Getting your own copy of the code
You'll want to start by forking the github repositories for NICUHDF5Viewer and for BatchAlgorithmProcessor to your own github repository and then cloning them to your local machine to work on them. To get an idea of how this works, check out this page about Git Fork and Git Clone. Make sure you clone each of the repositories into their own folders within the same directory (since the BatchAlgorithm Processor code uses scripts within the NICUHDF5Viewer repository). The directory structure should look like this:
- Your folder of choice
- NICUHDF5Viewer
- Apnea
- ApneaNew
- ...
- BatchAlgorithmProcessor
- .gitignore
- BAP_Logo.png
- ...
- NICUHDF5Viewer
Before diving in - test to make sure everything works
Try running the viewer from MATLAB (note: I use release 2019a currently for my development) by running the script HDF5Viewer_v1_0_1.m. This should work exactly the same as the compiled version of the viewer. Also, try running the Batch Algorithm Processor by running BatchAlgorithmProcessor.m. Note that if you want to have code that matches a particular release of the Viewer or BAP, you can ask git to get the code at the spot of a particular release (see Viewer release descriptions and BAP release descriptions)
Make sure you understand which version of the algorithms you have
Imporant note about algorithm versions: since the BAP pulls algorithm code from the viewer, pulling code from the most updated version of the BAP will not necessarily pull the most recent algorithms. The releases of the BAP require very little (if any) changes to the BAP code itself, since it is mostly just a shell that calls code that lives in the viewer repository. When I put out a new release of a compiled Batch Algorithm Processor, most changes are in the code in the HDF5 Viewer Repository.
To see the current version of the algorithms you have downloaded, look at the script algmask.m within the NICUHDF5Viewer repository. This has a list of all possible algorithms, along with their version numbers. Not all algorithms in this list are necessarily called - you need to look at the matrix at the bottom of the algmask script to see which of the algorithms are included.
Add your new algorithm's name in algmask
algmask.m is called by both the Viewer and the BAP to identify which algorithms to run.
First, add a new row to the BOTTOM of the fullalgorithm list. In the first column, enter your algorithm display name (this is what is visible to the user in the Batch Algoirthm Processor algorithm selection menu). This algorithm name can contain spaces. Then, add your algorithm result name to the second column (this is what is stored in the results file). Next, add a version number to the third column (hint: start with 1! - these should be integers).

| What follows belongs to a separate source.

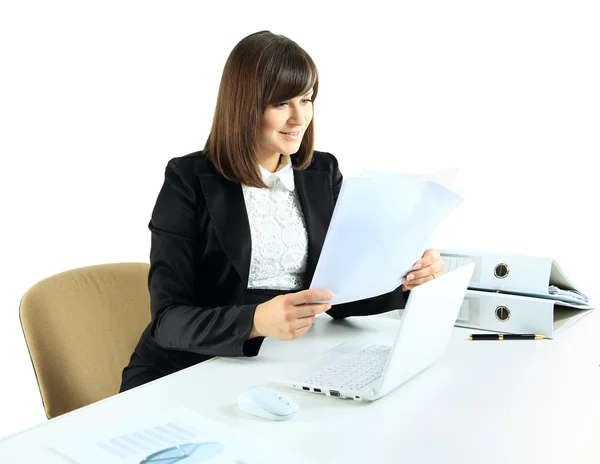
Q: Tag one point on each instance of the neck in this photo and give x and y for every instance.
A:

Finally, put a comment with the algorithm number (just add one to the previous algorithm number in the list). Here is an example algorithm listing.

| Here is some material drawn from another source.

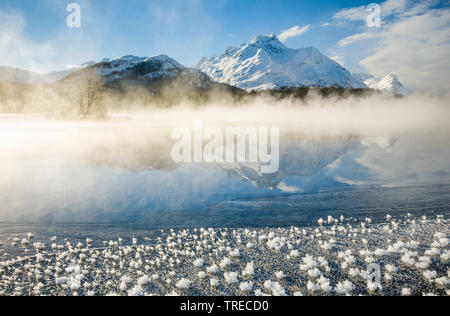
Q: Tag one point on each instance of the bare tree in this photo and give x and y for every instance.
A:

'Hourly HR Mean', '/Results/HourlyHRMean', 1;...% 52
Then, you will need to add the algorithm number (the commented number above) to the matrix at the bottom of algmask.m. This tells the Viewer/BAP to actually call the algorithm. Any algorithms whose numbers are not in the list will not be displayed in the Batch Algorithm Processor or run by the Viewer's Run All Tagging Algorithms button.

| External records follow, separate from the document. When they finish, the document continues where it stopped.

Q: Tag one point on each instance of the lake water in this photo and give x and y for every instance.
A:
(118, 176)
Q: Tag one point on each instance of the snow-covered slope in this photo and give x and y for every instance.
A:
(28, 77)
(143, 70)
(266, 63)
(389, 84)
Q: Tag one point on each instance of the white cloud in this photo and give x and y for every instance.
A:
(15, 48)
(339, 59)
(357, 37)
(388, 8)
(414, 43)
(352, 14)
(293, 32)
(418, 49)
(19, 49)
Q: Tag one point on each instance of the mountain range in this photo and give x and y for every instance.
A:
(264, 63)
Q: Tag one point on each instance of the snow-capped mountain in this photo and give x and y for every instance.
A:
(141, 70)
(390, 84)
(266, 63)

Add your new algorithm to run_all_tagging_algs.m
run_all_tagging_algs.m is also called by both the Viewer and the BAP.
Within the runalg subfunction of run_all_tagging_algs.m, add a new case with the algorithm number (this is the commented number we mentioned above). This is where we call your algorithm. Provide a short one line comment explaining what your algorithm does. Then call your algorithm below
Inputs: The algorithm should take as an input "info" at minimum. Outputs: The outputs of your algorithm should be [result,t_temp,tag,tagcol].
Actually building your algorithm
Now that you know how your algorithm will be called, we can work on building what you want to put in it!
Create an m file containing a function with your desired algorithm name, and give it the same outputs and inputs you did in the call to the algorithm above within run_all_tagging_algs.m. Save this function's m file in the NICUHDF5Viewer repository.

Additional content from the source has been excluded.